Manchester United were mob-handed in Barcelona last weekend. While Sevilla were destroying Espanyol up on the Olympic hill of Montjuic, one of United's most senior talentspotters plus members of the club's recruitment team from Spain and Portugal were watching attentively.
It was a re-run of last season's Hampden UEFA Cup Final but this time there were six goals, not four and the Andalusians cracked in four of them to depart with the points.
With Dani Jarque and Carlos Kameni plus Luis Garcia catching the eye for Espanyol and a veritable feast of top-quality players in the red and white of Sevilla—Christian Poulsen, Ivica Dragutinovic, Luis Fabiano, Feydou Keita, Diego Capel to name only a few — the trip was never going to be a waste of time.
But the fact that United's Porto based man made the trip to rendezvous with his colleagues suggests that it was former Porto striker and Brazil centre-forward Luis Fabiano, of Sevilla, who was the main target. And, as Barry Norman used to say, "Why not indeed?"
Fabiano has scored over 30 goals since August—easily the best striking performance by any player in Europe's top leagues. He, like his team-mates, has won five trophies since May 2006 and, best of all, his contract stipulates a buy-out clause of only £8million.
However, if you are scratching your head a little and admitting that Fabiano would not trip off your tongue if asked to name a list of the world's top No 9s, then that is quite explicable.
The Brazilian is one of those guys who's life is as sweet as a nut right now but who has suffered terribly over the last decade. Lonely, miserable, cold and almost mute because of his failure to understand or learn French at Rennes aged only 17, he flopped like a Duran Duran haircut. Back at Sao Paolo, and team-mate to the young Kaka, he scored so many and such good goals that he was nicknamed O'Fabuloso — the Fabulous One.
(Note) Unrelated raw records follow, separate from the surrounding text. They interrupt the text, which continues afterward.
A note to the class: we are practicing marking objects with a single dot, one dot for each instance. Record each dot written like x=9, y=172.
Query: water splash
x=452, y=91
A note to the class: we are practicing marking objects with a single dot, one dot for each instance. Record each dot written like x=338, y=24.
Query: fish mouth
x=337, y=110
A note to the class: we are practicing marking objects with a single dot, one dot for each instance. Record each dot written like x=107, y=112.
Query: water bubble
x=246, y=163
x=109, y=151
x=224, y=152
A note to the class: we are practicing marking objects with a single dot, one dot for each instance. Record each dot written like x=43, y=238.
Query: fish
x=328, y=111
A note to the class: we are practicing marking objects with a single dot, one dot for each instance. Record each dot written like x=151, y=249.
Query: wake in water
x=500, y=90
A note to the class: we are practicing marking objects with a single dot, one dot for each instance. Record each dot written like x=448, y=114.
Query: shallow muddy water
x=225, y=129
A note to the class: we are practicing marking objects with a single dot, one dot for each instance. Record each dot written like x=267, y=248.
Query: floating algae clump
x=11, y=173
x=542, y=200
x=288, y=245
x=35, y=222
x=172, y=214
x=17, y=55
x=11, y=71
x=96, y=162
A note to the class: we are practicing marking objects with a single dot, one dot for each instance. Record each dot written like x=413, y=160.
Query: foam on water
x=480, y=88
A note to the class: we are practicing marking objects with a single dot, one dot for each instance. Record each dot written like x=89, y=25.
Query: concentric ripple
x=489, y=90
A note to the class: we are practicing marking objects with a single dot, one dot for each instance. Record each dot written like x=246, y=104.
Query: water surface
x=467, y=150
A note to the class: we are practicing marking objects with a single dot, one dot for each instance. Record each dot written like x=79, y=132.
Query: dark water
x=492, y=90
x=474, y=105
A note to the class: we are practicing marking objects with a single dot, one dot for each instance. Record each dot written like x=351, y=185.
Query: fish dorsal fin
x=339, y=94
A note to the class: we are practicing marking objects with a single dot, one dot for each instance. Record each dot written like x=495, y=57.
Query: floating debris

But when the post-Jose Mourinho era at Porto kicked off with Fabiano replacing the goals of Derlei and Benni McCarthy, the player was not only hopeless, he suffered the worst time of his life.
"I only left Sao Paolo the second time because the club needed the bucks," he explained. "But I came back to Europe with the intention of proving myself and becoming a great. I didn't want the setback at Rennes to stain my CV.
"However, it was when I joined Porto that gangsters kidnapped my mother back in Brazil and threatened to kill her unless I paid a huge ransom. Those were two months of hell and although, thanks to God, everything resolved itself without my mother being hurt, she still suffers the fear and is not the same person any more."
Naturally, Fabiano's football was affected. However, the exceptionally shrewd "Monchi' (head of Sevilla's scouting team) understood that this was a good player who was underperforming, not an overrated chump.
Fabiano failed to sparkle in his first few months and incurred the wrath of the demanding Sevilla fans. Until, that is, he found fitness and a perfect partner in Fredi Kanoute. The pair are dynamite.
"The impact of who I play with and how Juande Ramos and Manolo Giminez have coached me is fundamental," he agrees.
"A Brazilian striker lives for goals —more so than any other nationality.
"If you aren't scoring, you are not alive; you feel asphyxiated and you cannot find any peace either in your work or at home.
"If I'm not scoring, I can't sleep. I mope around the house, I'm mean and you just wouldn't recognise me.
"Now I feel like the guy who was baptised O' Fabuloso in Sao Paolo."
They adore him back there now as much as ever. His instant impact when Brazil were playing Uruguay last year and getting a chasing was to come on and score twice to give his country the victory.
If there is a cloud on his horizon it is that, although he'll be cheap to buy in the summer, he is another Carlos Tevez-West Ham-Manchester United-FIFA row waiting to happen. Seville only wanted to take a partial risk on him when buying the 'flop' from Porto.
"It's a mess," Fabiano confirms. "Sevilla only own 33 per cent of my registration, with the rest being in the hands of a company.
"Life here is brilliant. I like the people, the language, the weather and the football. But if Sevilla think they are going to keep me in the summer, then I'd like to see them making more of an effort to do it.
"The contract is quite specific — 711m (£8m) buys the part of my registration which Sevilla holds, so if someone comes in with that money in the summer then there will be nothing Sevilla can do.
"It's down to them to renegotiate my deal before then—all I'll do for the meantime is try to keep on scoring goals and take us to the Champions League Final."
Manchester United will be watching. And they won't be the only ones.